There’s a great scene in the movie I-Robot where the robot (Sonny) tells Detective Spooner about his dreams.

Spooner: Robots don’t feel fear. They don’t feel anything. They don’t get hungry, they don’t sleep-

SonnyI do. I have even had dreams.

SpoonerHuman beings have dreams. Even dogs have dreams, but not you. You are just a machine; an imitation of life. Can a robot write a symphony? Can a robot turn a… canvas into a beautiful masterpiece?

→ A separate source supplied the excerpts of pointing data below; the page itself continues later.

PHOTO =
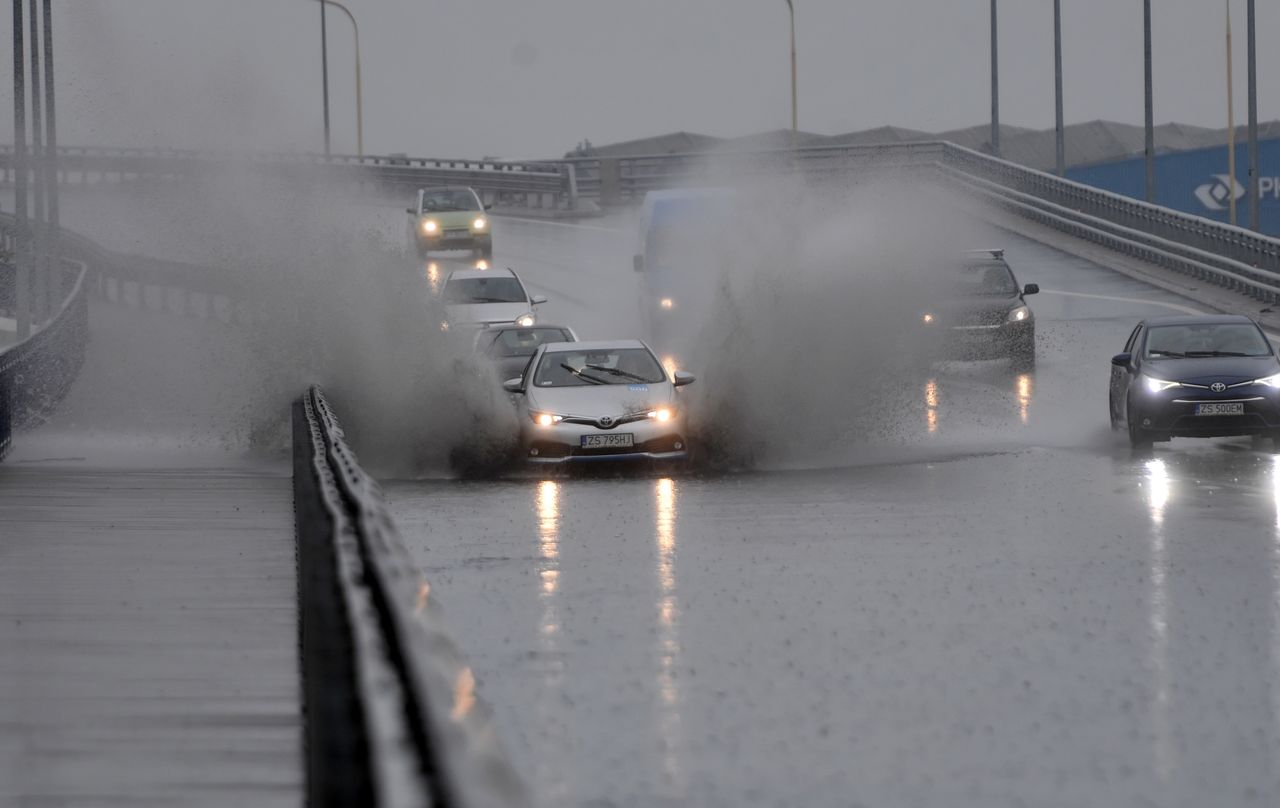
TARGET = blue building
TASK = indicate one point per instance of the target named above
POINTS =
(1198, 182)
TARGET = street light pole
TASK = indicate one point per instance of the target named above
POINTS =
(1255, 222)
(324, 76)
(1059, 133)
(1150, 147)
(795, 119)
(995, 83)
(360, 94)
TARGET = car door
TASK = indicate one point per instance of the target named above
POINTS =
(1120, 377)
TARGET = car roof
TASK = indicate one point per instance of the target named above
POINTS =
(598, 345)
(462, 274)
(1198, 319)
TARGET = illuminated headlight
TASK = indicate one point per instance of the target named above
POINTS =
(1157, 386)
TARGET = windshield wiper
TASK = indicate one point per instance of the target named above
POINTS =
(617, 373)
(583, 375)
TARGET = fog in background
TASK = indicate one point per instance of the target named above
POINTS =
(530, 80)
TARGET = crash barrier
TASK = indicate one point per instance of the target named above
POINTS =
(499, 182)
(392, 715)
(36, 373)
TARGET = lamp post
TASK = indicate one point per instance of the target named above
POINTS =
(995, 85)
(360, 101)
(791, 9)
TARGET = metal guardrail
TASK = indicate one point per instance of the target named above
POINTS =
(36, 373)
(392, 716)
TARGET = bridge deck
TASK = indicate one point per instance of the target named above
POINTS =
(149, 639)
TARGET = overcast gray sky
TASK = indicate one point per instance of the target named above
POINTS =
(524, 78)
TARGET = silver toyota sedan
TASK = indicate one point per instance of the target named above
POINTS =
(599, 401)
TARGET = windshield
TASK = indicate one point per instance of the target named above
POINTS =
(608, 366)
(986, 278)
(484, 291)
(525, 341)
(1206, 339)
(449, 199)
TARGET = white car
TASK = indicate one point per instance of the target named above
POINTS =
(488, 296)
(592, 401)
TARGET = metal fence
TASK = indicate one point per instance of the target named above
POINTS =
(392, 716)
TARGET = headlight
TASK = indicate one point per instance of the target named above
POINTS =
(1157, 386)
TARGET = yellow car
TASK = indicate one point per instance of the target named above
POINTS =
(449, 218)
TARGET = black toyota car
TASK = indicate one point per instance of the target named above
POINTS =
(983, 313)
(1196, 377)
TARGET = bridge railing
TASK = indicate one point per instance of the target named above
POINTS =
(37, 371)
(392, 713)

Sonny[with genuine interest] Can you?

I think it’s a brilliant commentary because it speaks directly to the question of whether, art can be generalised and still move us, and, if it can, do we really need to be human in order to do it? I’m torn by these ideas. On the one hand I know that there are rules to the novel writing game. On the other, I find it difficult to believe that stories that make me think and feel all the feels can be reduced to a simple algorithm. Are we all that predictable? I really hope not.the circle

What I’m left with here is a question of what big data can teach us about the novel. On some level it shows there are elements to novels that, consciously or unconsciously, many people find satisfying and want more of. Yet, I can also see that, because human beings are not identical to each other, our reactions to any bestseller will still be unique – something that big data cannot predict. For example, the bestseller code concludes that the ‘perfect’ novel based on their findings is The Circle by Dave Eggers – a book which I enjoyed a bit but certainly did not consider ‘ideal’.

Anyway, what do you think? Will the future of the novel be books written by AI? Or maybe AI science will develop because of this new understanding of what makes people tick? Can a bestseller be reduced to a few simple determinants? And what does it say about those of us who are trying to write novels?